In verband met de bekrachtiging van het genoemde verdrag wordt ook voorgesteld om aan de in een andere verdragsstaat uitgesproken «sterke» adoptie door adoptanten van wie ten minste één Nederlander is, het gevolg te verbinden van de verkrijging van het Nederlanderschap door het kind. De buitenlandse rechter die de adoptie heeft uitgesproken zal bij de bepaling van de naam van het kind na adoptie zijn eigen internationaal privaatrecht hebben toegepast. De aldus vastgestelde naam wordt in Nederland gerespecteerd. Het komt echter wenselijk voor om betrokkenen ook in dit geval gedurende enige tijd de mogelijkheid van naamskeuze te bieden voor zover hun die niet in het buitenland is geboden.
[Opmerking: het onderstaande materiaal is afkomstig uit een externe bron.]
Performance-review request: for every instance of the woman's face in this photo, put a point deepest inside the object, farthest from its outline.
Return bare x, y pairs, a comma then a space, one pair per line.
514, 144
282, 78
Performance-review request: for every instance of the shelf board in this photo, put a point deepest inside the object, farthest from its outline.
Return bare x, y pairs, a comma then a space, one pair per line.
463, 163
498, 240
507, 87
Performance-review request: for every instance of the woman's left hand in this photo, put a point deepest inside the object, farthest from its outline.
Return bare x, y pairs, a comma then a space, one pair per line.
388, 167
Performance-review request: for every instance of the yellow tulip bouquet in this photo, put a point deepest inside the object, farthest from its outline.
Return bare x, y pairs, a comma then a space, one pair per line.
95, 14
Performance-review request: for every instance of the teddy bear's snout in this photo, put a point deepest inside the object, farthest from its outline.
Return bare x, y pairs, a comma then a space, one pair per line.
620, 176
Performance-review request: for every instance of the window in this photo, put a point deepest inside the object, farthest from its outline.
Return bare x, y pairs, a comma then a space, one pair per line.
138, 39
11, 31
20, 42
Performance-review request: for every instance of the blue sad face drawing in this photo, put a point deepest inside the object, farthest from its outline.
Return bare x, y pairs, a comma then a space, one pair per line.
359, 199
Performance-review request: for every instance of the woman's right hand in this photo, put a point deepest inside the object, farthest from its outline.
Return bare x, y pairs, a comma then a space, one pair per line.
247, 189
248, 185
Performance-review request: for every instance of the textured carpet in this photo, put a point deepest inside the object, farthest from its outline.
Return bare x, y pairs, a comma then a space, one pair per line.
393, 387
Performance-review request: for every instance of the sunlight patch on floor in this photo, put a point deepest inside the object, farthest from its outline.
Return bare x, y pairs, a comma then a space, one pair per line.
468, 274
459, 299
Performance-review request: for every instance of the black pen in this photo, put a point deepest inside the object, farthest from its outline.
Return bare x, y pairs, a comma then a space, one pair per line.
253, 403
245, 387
Van de naamskeuze, die ten overstaan van de ambtenaar van de burgerlijke stand wordt gedaan, wordt een latere vermelding toegevoegd aan de akte van inschrijving van de buitenlandse geboorteakte. De naamskeuze heeft effect vanaf het tijdstip waarop zij is gedaan. Voorgesteld wordt artikel 5c in dier voege aan te passen dat de naamskeuze ten overstaan van iedere ambtenaar van de burgerlijke stand kan worden gedaan.

De Minister van Justitie,

W. Sordrager


XNoot
1

Ter inzage gelegd bij de afdeling Parlementaire Documentatie.